In my teens I thought I knew enough about everything to state my mind with mature abandon. Adults ignored me or agreed I was an irritation. Those or my age group valued my opinion and did what they wanted to do anyway. Those younger than me thought I knew everything. Which ever they thought, I was sure I must be right because my heart told me so.
Now in my 40’s young kids think I am a different species, teenagers know everything so what I have to say is just annoying. Those my own age listen to me as do those older … the scary thing is … my views are still what my heart tells me is right. I have no more idea if it is right or wrong now than I did when I was 7 yet the power of my age makes it right because I said so.
Realising this is one scary thing. It means I have responsibility to think more, to analyse my thoughts and sometimes over ride my heart.
Looking back there is an age I did not mention, my 20’s. It was a time when adults accepted me as an adult, where kids looked up at me as still a human but something more. My views were taken or left, I didn’t have the responsibility of age.
Why is it we only ever notice the good times when they have gone?
On an unrelated note … I am so glad I bought a 500GB drive for Jermaine as 325GB have gone already!
My feelings are all over the place. I think I am really happy because I cannot think of a good reason not to be. But, I also feel I need a good cry. It’s kind of like that pre Christmas feeling when something is about to happen, it should be good but we are not quite sure and we don’t know whether to get all excited and go with the flow or hold back so as not to have too much of a drop if it all goes pear shaped.
One constant bug is Matt.
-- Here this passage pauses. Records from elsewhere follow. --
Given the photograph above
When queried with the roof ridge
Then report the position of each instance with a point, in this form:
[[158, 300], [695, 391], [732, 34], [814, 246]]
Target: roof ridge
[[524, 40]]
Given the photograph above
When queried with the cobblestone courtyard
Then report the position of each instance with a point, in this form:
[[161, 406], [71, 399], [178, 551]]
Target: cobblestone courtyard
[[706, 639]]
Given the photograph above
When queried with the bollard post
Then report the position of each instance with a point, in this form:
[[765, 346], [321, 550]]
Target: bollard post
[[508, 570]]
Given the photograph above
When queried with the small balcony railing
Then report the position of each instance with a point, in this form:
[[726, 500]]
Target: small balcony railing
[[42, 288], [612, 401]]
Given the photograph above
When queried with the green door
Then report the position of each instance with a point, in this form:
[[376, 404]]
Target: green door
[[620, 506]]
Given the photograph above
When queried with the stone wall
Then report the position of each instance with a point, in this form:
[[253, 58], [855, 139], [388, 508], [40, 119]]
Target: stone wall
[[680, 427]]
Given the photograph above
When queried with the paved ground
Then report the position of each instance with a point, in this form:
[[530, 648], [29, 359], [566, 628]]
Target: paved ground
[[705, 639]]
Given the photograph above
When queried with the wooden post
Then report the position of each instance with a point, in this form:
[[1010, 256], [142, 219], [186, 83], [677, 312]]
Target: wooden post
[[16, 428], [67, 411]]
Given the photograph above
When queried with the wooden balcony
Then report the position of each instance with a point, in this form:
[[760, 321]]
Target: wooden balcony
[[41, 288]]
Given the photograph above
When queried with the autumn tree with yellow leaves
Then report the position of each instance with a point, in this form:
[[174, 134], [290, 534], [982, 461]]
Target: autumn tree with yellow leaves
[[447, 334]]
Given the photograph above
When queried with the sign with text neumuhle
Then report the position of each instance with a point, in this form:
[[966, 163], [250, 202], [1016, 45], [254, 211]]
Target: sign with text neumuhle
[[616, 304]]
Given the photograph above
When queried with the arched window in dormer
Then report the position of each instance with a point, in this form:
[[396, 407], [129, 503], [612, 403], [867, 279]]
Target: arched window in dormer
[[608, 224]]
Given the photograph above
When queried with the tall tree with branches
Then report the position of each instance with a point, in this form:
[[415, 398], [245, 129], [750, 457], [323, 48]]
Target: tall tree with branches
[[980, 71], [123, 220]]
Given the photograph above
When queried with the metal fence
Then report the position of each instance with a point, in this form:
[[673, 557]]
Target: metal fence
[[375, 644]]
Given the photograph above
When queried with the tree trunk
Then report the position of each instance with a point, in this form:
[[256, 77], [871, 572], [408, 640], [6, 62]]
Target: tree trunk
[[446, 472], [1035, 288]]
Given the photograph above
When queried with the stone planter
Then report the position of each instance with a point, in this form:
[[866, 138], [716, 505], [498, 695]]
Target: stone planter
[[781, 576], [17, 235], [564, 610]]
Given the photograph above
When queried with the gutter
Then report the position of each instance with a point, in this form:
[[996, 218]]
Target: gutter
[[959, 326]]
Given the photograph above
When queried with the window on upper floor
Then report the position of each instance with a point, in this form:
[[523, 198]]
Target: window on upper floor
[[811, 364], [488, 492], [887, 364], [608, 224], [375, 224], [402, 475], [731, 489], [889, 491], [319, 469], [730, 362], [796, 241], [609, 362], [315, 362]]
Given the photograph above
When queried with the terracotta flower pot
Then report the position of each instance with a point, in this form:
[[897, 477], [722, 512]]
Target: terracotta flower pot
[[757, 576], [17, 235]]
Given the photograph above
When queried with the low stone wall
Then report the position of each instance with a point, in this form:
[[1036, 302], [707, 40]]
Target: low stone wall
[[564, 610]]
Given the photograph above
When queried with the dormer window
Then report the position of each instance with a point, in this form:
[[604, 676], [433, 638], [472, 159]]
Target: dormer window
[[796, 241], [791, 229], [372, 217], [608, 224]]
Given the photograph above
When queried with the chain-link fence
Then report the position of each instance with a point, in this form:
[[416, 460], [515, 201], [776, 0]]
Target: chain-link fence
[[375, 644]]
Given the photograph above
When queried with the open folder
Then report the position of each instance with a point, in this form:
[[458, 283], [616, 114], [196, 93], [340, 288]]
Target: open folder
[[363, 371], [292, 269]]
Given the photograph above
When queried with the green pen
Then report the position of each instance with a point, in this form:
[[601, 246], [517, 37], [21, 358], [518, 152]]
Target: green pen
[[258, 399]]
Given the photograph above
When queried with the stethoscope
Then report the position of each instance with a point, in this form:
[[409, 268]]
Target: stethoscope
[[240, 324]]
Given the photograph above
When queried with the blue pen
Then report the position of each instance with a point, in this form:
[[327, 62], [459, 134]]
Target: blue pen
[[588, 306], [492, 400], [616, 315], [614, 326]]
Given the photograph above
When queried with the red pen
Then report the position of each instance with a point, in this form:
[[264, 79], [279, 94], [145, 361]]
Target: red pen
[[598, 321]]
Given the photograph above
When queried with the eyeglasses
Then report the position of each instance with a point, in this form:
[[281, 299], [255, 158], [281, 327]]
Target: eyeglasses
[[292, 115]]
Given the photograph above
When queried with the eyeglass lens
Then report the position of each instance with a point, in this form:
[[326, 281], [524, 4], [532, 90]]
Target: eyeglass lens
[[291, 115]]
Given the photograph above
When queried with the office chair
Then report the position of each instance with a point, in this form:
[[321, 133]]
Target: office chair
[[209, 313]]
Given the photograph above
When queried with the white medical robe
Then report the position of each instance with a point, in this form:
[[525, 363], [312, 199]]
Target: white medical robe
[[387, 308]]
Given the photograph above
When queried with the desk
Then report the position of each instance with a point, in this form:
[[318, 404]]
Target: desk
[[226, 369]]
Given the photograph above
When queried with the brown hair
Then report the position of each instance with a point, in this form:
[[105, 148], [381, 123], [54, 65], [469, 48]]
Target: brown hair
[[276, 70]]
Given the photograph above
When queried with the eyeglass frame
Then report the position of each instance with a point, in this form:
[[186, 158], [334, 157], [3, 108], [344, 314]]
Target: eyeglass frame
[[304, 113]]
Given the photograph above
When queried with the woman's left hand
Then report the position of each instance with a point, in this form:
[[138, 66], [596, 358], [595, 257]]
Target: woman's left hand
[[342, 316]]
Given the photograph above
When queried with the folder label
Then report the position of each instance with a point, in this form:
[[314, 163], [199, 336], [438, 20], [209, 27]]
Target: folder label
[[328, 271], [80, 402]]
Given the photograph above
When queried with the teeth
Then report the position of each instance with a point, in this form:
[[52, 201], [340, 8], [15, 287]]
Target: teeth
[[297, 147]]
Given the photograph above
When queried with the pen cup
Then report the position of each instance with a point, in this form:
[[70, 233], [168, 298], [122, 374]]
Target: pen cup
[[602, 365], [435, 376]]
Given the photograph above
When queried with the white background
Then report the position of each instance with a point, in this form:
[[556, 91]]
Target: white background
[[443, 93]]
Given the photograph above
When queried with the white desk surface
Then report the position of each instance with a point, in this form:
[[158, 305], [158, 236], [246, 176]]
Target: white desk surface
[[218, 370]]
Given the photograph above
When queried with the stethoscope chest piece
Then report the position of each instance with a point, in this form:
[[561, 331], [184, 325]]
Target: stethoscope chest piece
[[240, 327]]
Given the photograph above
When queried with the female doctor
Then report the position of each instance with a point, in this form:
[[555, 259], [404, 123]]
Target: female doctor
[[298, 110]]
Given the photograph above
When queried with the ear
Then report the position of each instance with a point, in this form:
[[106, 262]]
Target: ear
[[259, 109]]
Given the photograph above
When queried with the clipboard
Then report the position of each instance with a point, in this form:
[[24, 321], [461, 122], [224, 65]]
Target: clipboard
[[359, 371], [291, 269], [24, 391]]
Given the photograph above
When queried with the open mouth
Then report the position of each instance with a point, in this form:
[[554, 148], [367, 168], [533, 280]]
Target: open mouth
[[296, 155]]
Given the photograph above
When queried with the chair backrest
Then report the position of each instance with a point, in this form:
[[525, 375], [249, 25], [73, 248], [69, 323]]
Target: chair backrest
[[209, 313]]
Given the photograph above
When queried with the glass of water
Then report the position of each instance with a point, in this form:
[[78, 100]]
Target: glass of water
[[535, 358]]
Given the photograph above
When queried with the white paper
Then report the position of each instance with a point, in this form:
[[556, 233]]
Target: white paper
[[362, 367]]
Not one day goes past when he doesn’t say or do something which truly upsets me. I don’t trust him, I know he tells me lies. I always feel he knows already the next stab in the back he has lined up for me but I just cannot work it out quick enough to stop it happening.
This walking lark is getting me confused. Went out earlier to pick up a prescription and my ankles were in agony. Walking back and I felt totally OK. Surely that should be the other way around?